Base at $19/seat is a trap if you are buying Close for the reasons Close is famous — it ships without the native dialer, without sequences, without SMS. Skip it unless you specifically want a thin CRM. Startup at $49/seat is the real entry tier — native dialer, call recording, sequences. If your team will not use SMS or Predictive Dialer, Startup is fine. Professional at $99/seat is where most outbound teams land — adds SMS, Predictive Dialer, Power Dialer, workflow automation. If you are buying Close to do volume outbound, Professional from day one. Enterprise ($139) is a procurement tier — SSO, custom roles, higher API limits — not a functional upgrade.

Yes, if your team is doing genuine cold-call volume — 100+ dials per rep per day against unverified lists. Predictive dialing runs multiple lines simultaneously, filters voicemail and bad numbers before a rep hears the call, and delivers roughly 2–3× more connections per hour versus manual or Power dialing. The ramp takes about a week — reps need to adjust their opener for the shorter lead-in and practice through the initial awkwardness. Teams that commit to the ramp hit real productivity lifts; teams that try it for two hours and switch back to Power Dialer never see the benefit. If your team is doing fewer than 50 dials per rep per day, Power Dialer is fine and Predictive is overkill.

Call quality is strong. Close runs on Twilio under the hood, which means the carrier relationships and routing quality match what a Twilio direct customer would get — comparable to Aircall or Dialpad on most dimensions. On compliance, US SMS traffic requires A2P 10DLC brand and campaign registration (non-negotiable since 2023), and Close walks you through this in-product more clearly than most. TCPA is your problem not Close's — consent capture, Do-Not-Call scrubbing, calling-hours enforcement — but the product does provide DNC list management and local-presence controls to help. Teams doing real outbound at scale should involve counsel on TCPA regardless of which CRM they use.

Technically yes, practically usually no. The product will function as a CRM for an inbound team — pipelines, contacts, opportunities all work — but you will be paying $99/seat for a dialer nobody uses, sequences nobody sends, and Predictive Dialer nobody touches. That is $60-80 of monthly overhead per rep versus a Pipedrive seat that would deliver the same inbound workflow. If 80%+ of your leads arrive via form, chat, or demo request and reps qualify them in a meeting rather than chasing on the phone, HubSpot or Pipedrive will fit the budget better. The only inbound exception is teams where the follow-up motion after the inbound is phone-heavy — in which case the Close dialer earns its keep.
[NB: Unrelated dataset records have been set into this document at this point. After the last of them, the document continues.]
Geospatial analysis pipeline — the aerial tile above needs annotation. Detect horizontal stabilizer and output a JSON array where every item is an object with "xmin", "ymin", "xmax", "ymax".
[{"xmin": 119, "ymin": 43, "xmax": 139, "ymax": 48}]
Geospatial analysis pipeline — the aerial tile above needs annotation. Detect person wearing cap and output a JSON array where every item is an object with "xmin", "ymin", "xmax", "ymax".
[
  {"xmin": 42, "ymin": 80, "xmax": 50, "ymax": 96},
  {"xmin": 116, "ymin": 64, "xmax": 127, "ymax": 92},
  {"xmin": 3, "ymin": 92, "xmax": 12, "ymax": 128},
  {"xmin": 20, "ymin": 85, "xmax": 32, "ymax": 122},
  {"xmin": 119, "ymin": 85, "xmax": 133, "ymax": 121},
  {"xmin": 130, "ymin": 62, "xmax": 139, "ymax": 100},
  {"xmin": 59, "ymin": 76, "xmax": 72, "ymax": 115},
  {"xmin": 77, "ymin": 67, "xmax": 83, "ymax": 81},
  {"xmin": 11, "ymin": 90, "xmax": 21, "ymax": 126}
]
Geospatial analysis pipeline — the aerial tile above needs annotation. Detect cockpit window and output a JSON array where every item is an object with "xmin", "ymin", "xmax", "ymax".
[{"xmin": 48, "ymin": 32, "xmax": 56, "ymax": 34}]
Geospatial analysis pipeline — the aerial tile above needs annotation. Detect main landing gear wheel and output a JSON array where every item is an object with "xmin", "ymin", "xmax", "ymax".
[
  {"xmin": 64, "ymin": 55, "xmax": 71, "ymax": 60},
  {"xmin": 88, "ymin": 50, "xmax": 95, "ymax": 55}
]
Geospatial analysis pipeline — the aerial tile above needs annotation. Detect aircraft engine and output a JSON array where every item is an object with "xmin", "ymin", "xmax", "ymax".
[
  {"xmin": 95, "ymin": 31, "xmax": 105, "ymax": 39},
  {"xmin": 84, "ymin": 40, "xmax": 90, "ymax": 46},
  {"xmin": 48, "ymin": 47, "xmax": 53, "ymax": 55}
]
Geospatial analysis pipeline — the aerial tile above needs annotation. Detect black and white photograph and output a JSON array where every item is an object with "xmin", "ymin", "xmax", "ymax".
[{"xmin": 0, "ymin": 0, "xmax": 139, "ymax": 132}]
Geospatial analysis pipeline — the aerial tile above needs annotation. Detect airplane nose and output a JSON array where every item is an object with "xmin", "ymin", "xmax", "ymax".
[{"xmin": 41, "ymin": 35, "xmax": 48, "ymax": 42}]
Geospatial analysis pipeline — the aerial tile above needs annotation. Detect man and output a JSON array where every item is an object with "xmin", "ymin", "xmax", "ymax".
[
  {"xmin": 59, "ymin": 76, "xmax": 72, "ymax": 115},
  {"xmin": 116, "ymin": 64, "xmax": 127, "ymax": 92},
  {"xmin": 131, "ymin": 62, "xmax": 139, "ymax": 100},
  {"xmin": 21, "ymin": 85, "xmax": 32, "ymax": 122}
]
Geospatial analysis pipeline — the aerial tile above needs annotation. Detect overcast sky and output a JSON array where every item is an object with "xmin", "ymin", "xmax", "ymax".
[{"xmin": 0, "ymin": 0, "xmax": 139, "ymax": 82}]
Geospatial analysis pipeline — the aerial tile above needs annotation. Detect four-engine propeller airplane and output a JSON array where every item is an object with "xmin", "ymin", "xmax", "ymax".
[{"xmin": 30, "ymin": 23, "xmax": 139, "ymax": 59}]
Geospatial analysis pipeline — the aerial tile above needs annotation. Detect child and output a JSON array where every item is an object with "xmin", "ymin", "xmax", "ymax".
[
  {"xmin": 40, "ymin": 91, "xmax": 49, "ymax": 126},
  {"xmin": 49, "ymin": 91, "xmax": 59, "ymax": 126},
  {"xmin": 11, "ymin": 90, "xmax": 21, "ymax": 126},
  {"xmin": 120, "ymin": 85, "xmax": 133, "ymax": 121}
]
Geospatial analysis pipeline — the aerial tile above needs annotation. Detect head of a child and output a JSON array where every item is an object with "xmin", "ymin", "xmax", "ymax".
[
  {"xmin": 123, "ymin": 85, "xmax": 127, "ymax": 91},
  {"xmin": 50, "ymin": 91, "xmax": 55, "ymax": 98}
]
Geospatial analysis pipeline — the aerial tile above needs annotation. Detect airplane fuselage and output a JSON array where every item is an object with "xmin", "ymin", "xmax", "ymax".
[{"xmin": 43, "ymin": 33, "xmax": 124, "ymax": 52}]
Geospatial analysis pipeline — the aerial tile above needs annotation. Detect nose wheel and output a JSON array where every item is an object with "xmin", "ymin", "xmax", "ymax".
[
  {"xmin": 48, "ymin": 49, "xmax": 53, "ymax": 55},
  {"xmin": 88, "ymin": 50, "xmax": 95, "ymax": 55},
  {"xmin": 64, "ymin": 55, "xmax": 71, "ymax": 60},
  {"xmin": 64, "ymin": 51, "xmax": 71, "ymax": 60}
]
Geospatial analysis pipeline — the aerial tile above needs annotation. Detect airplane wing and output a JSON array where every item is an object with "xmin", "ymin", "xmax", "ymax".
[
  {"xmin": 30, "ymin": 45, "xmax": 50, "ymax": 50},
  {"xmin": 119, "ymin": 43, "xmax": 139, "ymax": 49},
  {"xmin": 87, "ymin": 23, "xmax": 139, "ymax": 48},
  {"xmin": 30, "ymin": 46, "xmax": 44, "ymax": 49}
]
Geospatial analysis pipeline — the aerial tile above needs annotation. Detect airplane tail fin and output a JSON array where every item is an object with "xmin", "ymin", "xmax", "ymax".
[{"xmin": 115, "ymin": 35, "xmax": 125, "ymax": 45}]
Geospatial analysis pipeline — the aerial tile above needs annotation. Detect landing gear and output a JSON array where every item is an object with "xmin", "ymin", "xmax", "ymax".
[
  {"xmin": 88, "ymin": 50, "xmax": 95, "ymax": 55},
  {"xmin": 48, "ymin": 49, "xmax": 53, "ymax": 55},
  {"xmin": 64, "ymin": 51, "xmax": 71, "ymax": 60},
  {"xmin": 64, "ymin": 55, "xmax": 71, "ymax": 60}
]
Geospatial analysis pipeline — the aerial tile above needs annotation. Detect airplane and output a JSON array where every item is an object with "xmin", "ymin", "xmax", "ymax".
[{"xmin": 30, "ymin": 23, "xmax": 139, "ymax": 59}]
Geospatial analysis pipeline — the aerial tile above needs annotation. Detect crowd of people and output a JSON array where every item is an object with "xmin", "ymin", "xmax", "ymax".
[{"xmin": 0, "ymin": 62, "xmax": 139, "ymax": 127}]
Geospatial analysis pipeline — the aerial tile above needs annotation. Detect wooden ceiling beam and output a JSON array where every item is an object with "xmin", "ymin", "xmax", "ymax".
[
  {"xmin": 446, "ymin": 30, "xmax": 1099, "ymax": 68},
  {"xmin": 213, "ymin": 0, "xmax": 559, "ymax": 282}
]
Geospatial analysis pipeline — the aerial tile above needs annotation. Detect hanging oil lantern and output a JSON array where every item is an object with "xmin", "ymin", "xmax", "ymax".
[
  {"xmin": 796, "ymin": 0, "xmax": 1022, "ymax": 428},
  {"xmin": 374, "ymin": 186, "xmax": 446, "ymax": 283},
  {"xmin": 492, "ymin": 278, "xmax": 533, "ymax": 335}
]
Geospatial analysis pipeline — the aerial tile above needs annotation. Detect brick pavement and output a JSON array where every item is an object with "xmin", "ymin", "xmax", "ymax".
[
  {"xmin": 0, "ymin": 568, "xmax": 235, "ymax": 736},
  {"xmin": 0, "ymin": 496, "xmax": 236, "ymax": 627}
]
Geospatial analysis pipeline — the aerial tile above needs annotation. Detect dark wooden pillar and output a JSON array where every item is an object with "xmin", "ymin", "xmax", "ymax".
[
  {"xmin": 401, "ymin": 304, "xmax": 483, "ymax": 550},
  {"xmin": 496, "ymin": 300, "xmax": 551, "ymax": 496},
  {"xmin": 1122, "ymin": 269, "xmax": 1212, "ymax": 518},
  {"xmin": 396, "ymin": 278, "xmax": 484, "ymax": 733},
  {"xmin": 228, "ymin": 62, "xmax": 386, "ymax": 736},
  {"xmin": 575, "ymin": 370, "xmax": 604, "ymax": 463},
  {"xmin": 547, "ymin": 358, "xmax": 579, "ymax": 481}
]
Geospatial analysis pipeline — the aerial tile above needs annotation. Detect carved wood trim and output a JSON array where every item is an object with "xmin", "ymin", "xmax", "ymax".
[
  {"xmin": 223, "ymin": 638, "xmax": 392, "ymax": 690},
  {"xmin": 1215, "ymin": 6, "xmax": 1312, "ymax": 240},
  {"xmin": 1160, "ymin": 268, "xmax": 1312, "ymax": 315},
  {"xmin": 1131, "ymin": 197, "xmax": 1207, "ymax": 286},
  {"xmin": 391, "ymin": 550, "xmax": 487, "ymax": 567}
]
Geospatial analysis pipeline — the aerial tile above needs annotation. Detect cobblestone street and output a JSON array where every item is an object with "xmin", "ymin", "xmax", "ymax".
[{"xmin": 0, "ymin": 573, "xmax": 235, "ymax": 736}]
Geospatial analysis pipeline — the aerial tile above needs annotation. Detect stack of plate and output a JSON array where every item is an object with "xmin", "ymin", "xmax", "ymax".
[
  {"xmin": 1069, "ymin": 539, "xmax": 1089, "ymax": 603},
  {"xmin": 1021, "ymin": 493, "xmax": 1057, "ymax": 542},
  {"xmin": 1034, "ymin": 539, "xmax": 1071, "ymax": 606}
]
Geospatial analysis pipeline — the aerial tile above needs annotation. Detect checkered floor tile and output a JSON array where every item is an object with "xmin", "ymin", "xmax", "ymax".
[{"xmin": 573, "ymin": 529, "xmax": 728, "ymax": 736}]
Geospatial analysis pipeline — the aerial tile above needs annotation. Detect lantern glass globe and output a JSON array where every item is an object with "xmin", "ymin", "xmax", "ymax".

Three signals. First, seat count above roughly 100 reps — Close runs fine at that scale technically, but enterprise procurement usually demands Salesforce's compliance posture and reference-customer footprint. Second, object model complexity — once the business needs deeply custom objects, multi-object validations, or bespoke quote-to-cash logic, Salesforce's customization ceiling becomes relevant. Third, ecosystem integrations — if the rest of the company runs on Salesforce (finance, support, success) and Close is the odd one out, the data-architecture cost of keeping it separate eventually exceeds the workflow benefits. Most outbound teams do not hit those signals until well past fifty reps, and plenty of teams run Close happily at that scale. Do not migrate prematurely; the Salesforce deployment cost is six figures and twelve weeks minimum.